At this stage we have focused the recruitment to the cohort on existing social investment providers. (There will be subsequent cohorts next year.) We have heard loud and clear the point made about new partnerships being needed to reach underserved parts of the sector and we expect that many of those social investment providers applying will already come with a potential partner. If not we will work with the cohort to identify what other expertise is missing and a number of organisations have already expressed a desire to help during the call for ideas. However we know the challenges of establishing new social investment providers from the Growth Fund, and the demands of designing new products and fundraising new capital will be greater here. We therefore believe that a track record as a social investment provider is essential for this early cohort.
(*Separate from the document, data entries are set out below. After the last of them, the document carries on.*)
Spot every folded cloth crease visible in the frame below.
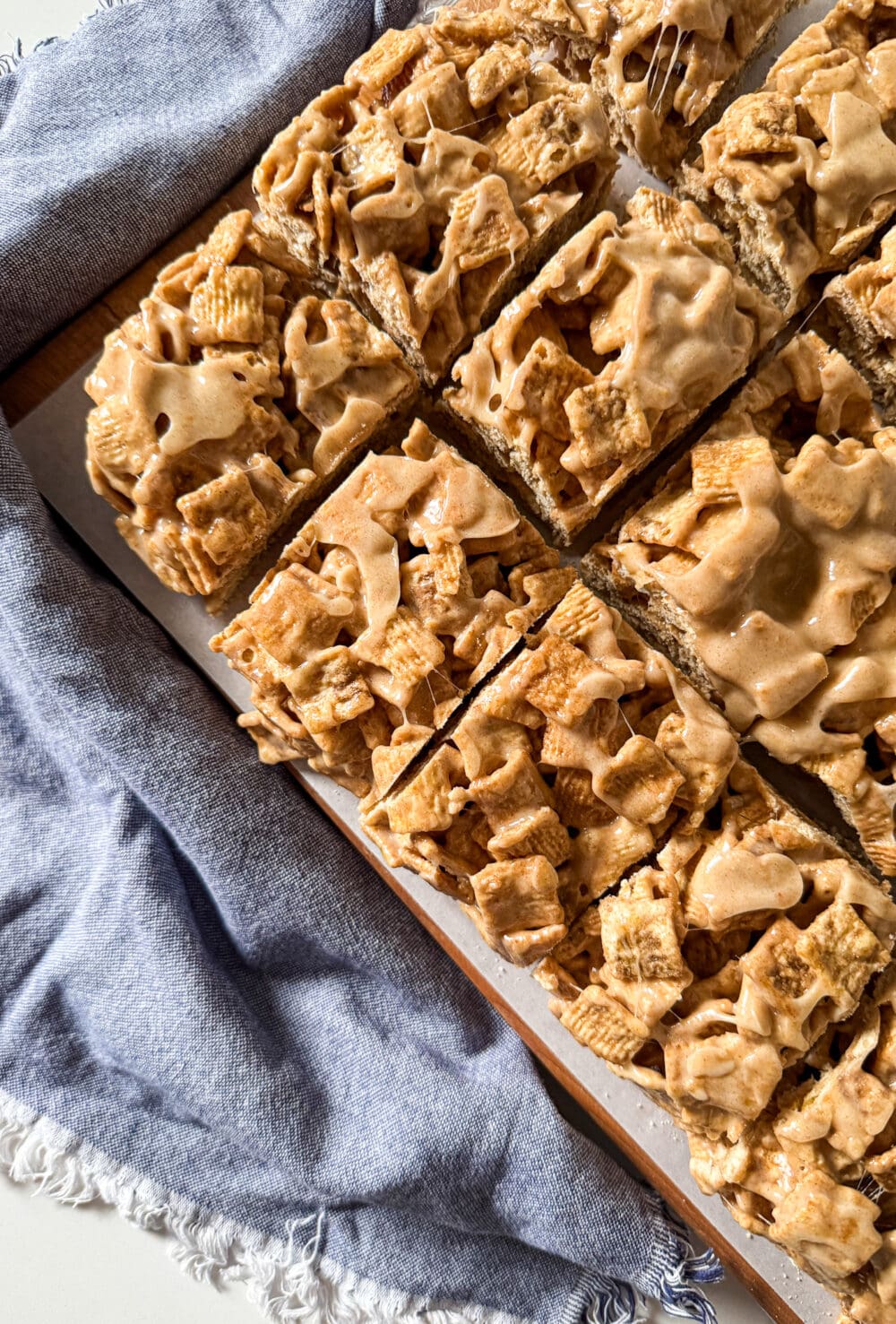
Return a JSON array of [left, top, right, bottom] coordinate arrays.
[[0, 0, 718, 1324]]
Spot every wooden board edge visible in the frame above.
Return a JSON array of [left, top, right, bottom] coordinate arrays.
[[0, 175, 254, 428], [0, 157, 805, 1324], [286, 764, 805, 1324]]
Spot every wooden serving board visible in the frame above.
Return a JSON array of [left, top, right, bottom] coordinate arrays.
[[0, 203, 838, 1324]]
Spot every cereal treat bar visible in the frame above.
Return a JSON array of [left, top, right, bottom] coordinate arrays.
[[583, 333, 896, 872], [680, 0, 896, 310], [505, 0, 790, 178], [364, 581, 737, 964], [86, 212, 418, 609], [211, 422, 573, 794], [446, 188, 780, 541], [254, 8, 616, 383], [823, 229, 896, 417], [536, 760, 896, 1143], [690, 964, 896, 1324]]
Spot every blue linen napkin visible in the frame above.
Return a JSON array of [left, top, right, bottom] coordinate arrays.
[[0, 0, 720, 1324]]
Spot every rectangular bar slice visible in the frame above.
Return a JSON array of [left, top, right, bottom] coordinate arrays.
[[822, 229, 896, 417], [254, 8, 616, 383], [582, 333, 896, 872], [680, 0, 896, 310], [690, 964, 896, 1324], [507, 0, 790, 178], [364, 581, 737, 965], [211, 422, 574, 796], [86, 212, 418, 610], [535, 758, 896, 1144], [446, 188, 780, 541]]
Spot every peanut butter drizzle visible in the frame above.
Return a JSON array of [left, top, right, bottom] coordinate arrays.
[[645, 437, 896, 730], [699, 5, 896, 290], [605, 222, 754, 411], [799, 91, 896, 234], [685, 836, 805, 930], [454, 198, 771, 524], [97, 343, 267, 455], [754, 594, 896, 767], [283, 299, 410, 477], [592, 0, 779, 167], [308, 450, 519, 636]]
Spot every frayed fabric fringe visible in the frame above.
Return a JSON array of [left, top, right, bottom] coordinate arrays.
[[0, 1091, 522, 1324], [585, 1209, 724, 1324]]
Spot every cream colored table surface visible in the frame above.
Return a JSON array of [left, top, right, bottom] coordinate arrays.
[[0, 0, 768, 1324]]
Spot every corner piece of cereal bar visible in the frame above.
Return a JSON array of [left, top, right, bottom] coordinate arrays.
[[211, 422, 573, 794], [446, 188, 780, 541], [504, 0, 791, 178], [680, 0, 896, 311], [690, 963, 896, 1324], [86, 212, 418, 610], [541, 760, 896, 1147], [364, 581, 736, 964], [254, 6, 616, 384], [583, 326, 896, 874]]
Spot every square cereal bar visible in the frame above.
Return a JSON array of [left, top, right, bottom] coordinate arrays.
[[505, 0, 791, 178], [680, 0, 896, 310], [536, 758, 896, 1143], [254, 8, 616, 383], [690, 963, 896, 1324], [446, 188, 780, 541], [364, 581, 737, 965], [583, 333, 896, 872], [822, 229, 896, 407], [211, 422, 573, 794], [86, 212, 418, 609]]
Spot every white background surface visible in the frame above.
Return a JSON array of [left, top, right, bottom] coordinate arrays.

Finally in terms of the question about eligibility of the underlying charities and social enterprises, we discussed the point raised in the call for ideas about the legal form of some equalities organisations and whether we should expand our eligibility beyond asset locked organisations at a recent board meeting. For our trustees this came to the heart of Access’s mission to help meet the charity and social enterprise sector’s capital needs, and so there is not a desire to significantly broaden eligibility beyond “regulated” social sector organisations. However we will work with the cohort to understand more about the nature of the flexibility which might be needed in some circumstances and explore whether there are other ways that we can become comfortable about private benefit and community impact.
The application process closes at noon on Friday 30th October. We are really excited to see how this programme can open up significant new opportunities for the financing needs of the sector to be met with blended finance solutions.